Source: City Hall knew Adediran was managing church project
Jeremy Lazarus | 1/22/2016, 3:46 a.m.
It was no secret at Richmond City Hall that city Public Works Director Emmanuel O. Adediran was doubling as project manager for a new $5.3 million sanctuary that First Baptist Church of South Richmond is building in Chesterfield County, the Free Press has learned.
According to a highly knowledgeable source, “everyone knew (Mr. Adediran) had been asked by the mayor to help with the church project.”
Mr. Adediran is a volunteer associate pastor at the church and one of at least six high-ranking city employees who is a member of First Baptist, where Mayor Dwight C. Jones is senior pastor.
The source spoke on condition of anonymity because he is not authorized by the city to comment on the controversy concerning Mr.
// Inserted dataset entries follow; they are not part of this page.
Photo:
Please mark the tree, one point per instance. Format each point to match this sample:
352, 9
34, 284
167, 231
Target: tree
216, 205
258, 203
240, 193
Adediran’s work for the church working at City Hall.
Despite allegations that he improperly did work for the church on city time, Mr. Adediran actually had permission, the source insisted. While there apparently are no signed documents, Mr. Adediran followed protocol, the source said. In 2013, he verbally notified his superiors about his outside work on the church project and received permission to be involved with that development so long as it did not interfere with his city duties, according to the source.
At the time, Mr. Adediran’s city personnel evaluations rated him as conscientious and capable, and he had been promoted from his initial job as an operations manager to deputy director for general services, the source said.
He would be promoted to interim Public Works director and then department director after James A. Jackson, the former director, resigned in May 2015.
Mr. Jackson did not respond to Free Press requests for comment.
Mr. Adediran was counseled to avoid possible conflicts, such as driving a city car to the church site, the source said, but otherwise received no criticism for spending some time on the church development during city business hours. Email records show he sometimes used his city computer to communicate with companies working on the church site, according to City Auditor Umesh Dalal.
Some of those companies were found to have received city contracts, although no evidence has developed that this was more than a coincidence. However, Mr. Dalal determined that the church identified the companies by the same vendor numbers the city assigned to identify them.
Despite his double duty, Mr. Adediran “made sure that he got his work done. He stayed late and came in on weekends” to get assignments finished on time, the source said.
Mr. Adediran has been keeping mum, but concerns about his work on the church project during city business hours have raised questions about whether Mayor Jones or those who belong to his church failed to keep a firewall between their church membership and their work for the city.
There are also questions about whether Mayor Jones used his position to help get members of his church hired for city jobs or protected them when problems arose.
The mayor has insisted he has kept his two roles strictly separate since taking office in January 2009 and that city employees who belong to First Baptist were hired on merit, not because of their connection with him or the church.